0

I thought I understood that an assignment of a second df works with a reference / pointer. So in the code below the first element changes in 'both' df's. But what happens with .dropna() was unexpected for me. It seems somehow this method creates a copy. Anyone know how this works and why? See the second code part. I expected the two df's to have changed.

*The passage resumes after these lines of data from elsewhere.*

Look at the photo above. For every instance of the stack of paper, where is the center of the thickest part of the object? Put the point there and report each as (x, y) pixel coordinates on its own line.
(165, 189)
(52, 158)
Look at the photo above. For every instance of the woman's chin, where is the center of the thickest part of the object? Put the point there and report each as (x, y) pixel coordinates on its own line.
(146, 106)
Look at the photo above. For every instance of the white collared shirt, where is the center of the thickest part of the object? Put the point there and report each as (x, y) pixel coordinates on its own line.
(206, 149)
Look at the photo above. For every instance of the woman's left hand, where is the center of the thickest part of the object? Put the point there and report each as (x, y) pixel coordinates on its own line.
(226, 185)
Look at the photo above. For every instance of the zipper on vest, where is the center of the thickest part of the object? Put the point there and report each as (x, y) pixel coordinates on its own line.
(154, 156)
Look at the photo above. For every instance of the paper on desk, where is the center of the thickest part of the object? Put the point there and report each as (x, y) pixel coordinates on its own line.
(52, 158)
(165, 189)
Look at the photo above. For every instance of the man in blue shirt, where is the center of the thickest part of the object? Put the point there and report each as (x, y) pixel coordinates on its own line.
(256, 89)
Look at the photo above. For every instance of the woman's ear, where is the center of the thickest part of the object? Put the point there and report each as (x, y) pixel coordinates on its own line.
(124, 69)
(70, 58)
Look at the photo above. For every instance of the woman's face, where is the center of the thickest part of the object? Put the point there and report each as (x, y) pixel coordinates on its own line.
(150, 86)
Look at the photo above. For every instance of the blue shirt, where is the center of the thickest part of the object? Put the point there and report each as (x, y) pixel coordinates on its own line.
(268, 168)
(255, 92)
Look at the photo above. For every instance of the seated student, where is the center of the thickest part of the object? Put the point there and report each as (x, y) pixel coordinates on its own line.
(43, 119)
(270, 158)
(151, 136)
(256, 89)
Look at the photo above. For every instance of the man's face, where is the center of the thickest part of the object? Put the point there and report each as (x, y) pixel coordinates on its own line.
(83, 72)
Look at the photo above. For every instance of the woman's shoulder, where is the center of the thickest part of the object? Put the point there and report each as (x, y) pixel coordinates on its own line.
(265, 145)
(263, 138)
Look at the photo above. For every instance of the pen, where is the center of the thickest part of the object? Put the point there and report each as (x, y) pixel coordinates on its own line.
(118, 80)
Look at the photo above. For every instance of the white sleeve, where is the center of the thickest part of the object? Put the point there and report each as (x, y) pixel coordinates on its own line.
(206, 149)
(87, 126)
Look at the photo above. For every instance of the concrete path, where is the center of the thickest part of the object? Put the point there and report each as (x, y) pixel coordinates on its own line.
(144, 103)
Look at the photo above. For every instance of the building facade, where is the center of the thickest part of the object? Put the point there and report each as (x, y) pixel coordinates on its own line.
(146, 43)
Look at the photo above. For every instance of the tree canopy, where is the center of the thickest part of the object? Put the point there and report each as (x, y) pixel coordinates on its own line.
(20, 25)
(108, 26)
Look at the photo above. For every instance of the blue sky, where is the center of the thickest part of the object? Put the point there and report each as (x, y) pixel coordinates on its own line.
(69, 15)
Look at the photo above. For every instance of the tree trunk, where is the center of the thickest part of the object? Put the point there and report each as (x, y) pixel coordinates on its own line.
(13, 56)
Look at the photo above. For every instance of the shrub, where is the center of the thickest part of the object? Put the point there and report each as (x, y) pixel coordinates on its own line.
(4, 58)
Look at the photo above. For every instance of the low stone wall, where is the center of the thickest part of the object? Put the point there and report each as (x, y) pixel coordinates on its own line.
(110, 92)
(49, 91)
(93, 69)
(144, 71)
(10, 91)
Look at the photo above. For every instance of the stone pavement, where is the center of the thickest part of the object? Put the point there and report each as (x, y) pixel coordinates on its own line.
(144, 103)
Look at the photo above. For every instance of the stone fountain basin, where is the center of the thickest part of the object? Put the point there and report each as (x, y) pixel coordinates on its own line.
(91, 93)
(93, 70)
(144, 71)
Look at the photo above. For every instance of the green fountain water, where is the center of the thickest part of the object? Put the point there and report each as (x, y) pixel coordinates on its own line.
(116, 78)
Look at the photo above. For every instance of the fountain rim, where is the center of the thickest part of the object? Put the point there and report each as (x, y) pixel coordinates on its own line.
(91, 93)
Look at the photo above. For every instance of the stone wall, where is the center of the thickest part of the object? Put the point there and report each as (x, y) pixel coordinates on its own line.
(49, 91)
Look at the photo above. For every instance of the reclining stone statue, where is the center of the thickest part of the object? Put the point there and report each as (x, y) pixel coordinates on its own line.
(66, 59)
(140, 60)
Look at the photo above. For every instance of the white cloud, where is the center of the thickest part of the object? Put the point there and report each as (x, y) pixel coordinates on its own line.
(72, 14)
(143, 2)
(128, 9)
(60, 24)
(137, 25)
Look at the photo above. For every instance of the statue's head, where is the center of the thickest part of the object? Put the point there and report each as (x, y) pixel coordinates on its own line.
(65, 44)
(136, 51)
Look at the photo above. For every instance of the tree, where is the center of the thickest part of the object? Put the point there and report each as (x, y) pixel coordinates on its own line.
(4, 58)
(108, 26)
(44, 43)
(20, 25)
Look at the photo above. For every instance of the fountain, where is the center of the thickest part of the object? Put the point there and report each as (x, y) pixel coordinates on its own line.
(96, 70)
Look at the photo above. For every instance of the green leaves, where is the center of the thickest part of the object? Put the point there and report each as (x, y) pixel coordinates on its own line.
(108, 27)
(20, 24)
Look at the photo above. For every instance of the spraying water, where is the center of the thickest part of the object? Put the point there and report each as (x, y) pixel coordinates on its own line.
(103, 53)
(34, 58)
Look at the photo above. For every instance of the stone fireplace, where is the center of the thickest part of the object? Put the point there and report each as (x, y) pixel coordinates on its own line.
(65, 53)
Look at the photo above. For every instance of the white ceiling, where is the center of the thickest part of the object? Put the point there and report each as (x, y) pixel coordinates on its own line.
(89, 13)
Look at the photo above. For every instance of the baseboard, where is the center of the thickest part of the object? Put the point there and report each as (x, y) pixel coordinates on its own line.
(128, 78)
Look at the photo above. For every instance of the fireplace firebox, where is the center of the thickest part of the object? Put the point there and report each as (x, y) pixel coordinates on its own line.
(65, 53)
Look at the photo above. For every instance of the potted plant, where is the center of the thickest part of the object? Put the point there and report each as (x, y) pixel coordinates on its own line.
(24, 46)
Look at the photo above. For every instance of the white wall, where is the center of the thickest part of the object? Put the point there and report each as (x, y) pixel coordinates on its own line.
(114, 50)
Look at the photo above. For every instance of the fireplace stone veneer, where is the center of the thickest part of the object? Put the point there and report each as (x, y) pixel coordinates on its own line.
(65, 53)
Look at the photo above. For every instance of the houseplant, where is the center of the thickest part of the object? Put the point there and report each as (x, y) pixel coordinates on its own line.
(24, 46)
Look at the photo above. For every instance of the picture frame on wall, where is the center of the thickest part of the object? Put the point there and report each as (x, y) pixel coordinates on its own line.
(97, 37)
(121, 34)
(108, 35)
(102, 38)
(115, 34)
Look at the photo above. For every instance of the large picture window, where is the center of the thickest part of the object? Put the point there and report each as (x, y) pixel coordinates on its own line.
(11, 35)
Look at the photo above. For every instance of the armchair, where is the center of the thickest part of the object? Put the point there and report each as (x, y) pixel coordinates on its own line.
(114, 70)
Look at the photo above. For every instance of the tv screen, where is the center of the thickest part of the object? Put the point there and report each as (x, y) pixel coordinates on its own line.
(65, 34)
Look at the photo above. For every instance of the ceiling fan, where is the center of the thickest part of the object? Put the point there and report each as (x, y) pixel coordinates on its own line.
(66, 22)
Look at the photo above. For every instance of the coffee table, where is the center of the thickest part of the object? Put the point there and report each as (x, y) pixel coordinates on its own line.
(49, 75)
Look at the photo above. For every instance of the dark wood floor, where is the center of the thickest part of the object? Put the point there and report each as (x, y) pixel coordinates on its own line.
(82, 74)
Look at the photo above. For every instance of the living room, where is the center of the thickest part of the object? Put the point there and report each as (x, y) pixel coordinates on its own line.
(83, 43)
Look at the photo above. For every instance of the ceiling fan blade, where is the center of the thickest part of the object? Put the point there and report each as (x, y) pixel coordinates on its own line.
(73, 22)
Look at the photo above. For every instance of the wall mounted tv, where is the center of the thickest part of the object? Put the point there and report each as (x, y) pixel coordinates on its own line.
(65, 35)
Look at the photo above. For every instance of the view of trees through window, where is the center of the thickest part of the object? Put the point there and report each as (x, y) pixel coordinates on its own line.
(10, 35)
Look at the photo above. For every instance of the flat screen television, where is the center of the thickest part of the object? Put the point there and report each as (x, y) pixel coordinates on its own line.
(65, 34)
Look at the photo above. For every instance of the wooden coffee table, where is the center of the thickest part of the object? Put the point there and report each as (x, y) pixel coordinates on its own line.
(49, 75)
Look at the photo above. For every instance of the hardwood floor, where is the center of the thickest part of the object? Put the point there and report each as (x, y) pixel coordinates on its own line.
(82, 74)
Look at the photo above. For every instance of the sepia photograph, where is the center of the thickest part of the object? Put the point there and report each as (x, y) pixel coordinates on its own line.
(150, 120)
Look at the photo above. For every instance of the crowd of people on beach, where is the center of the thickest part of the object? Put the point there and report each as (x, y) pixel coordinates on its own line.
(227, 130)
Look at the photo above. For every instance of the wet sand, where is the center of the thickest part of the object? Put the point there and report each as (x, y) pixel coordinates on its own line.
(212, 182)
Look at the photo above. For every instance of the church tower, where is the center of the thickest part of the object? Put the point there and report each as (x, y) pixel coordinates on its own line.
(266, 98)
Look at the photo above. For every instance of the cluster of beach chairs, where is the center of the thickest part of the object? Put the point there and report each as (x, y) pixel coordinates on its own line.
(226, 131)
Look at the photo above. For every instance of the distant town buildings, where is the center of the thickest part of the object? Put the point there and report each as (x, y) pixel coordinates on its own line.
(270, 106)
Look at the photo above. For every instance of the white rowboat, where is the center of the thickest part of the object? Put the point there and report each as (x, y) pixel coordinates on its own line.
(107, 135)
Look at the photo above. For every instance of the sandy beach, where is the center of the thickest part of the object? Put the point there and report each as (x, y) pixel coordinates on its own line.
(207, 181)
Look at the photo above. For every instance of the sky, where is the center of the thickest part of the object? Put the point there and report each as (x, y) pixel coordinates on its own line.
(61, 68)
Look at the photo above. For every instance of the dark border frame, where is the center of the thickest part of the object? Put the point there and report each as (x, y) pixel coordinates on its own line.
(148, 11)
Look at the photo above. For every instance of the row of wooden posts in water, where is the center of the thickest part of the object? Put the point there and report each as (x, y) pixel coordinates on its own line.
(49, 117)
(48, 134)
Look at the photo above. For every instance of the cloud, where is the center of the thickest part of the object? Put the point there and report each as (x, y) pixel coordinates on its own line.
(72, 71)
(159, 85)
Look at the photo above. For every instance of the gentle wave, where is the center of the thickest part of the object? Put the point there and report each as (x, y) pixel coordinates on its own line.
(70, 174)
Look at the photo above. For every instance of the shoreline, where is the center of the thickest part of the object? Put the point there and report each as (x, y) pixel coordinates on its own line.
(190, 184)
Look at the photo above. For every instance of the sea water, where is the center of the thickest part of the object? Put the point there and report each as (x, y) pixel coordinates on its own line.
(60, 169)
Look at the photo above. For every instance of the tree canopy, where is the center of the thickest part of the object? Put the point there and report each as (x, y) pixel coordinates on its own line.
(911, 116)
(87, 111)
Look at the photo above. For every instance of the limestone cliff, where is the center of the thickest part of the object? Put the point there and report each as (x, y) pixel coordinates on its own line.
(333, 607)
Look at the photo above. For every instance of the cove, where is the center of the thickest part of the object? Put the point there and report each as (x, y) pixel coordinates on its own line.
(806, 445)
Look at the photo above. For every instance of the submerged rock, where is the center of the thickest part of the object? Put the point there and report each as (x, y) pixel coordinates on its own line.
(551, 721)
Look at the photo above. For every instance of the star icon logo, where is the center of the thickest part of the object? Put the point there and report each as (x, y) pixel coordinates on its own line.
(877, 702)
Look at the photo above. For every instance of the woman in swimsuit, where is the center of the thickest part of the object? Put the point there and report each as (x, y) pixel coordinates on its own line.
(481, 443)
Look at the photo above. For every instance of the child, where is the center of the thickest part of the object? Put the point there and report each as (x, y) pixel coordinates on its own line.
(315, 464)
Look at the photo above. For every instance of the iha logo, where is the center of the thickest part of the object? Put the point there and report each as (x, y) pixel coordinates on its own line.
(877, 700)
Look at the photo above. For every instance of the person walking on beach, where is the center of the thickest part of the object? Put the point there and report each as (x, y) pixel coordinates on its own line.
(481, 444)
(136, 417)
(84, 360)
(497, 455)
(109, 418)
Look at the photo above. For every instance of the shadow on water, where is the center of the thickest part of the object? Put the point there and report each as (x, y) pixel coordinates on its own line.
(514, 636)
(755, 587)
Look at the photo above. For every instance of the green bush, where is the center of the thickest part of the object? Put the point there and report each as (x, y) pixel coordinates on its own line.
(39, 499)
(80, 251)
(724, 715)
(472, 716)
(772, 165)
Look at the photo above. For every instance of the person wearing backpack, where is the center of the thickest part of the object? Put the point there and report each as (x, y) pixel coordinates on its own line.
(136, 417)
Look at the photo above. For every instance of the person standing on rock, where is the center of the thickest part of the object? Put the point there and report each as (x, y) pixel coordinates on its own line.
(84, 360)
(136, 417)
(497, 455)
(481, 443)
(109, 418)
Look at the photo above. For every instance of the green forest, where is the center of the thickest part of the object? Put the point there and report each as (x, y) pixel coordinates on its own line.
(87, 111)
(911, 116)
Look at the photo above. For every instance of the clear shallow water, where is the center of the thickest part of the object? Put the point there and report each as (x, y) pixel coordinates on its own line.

df1 = pd.DataFrame([1, np.NaN, 2, 3, 5, np.NaN])
df2 = df1
df3 = df1

df2.iloc[0, 0] = 9
#Both changed
display(df1)
display(df2)

df3 = df3.dropna()

#Only df3 changed ??
display(df1)
display(df3)
MacMesser
  • 55
  • 4

1 Answers1

0

When you are doing

df2.iloc[0, 0] = 9

the operation is inplace. Also, till now, df2 and df3 are copy of df1 and any modification would impact df1.
But when you do

df3 = df3.dropna()

here df3 is assigned a view of dataframe returned and not a copy. So, as it is a view, there is no impact on df1. But if you would have done the following:

df3.dropna(inplace=True)

df3 would have been modified inplace and as it is a copy of df1, df1 would also have been changed in same way.
Refer What rules does Pandas use to generate a view vs a copy? for details.

ggaurav
  • 1,764
  • 1
  • 10
  • 10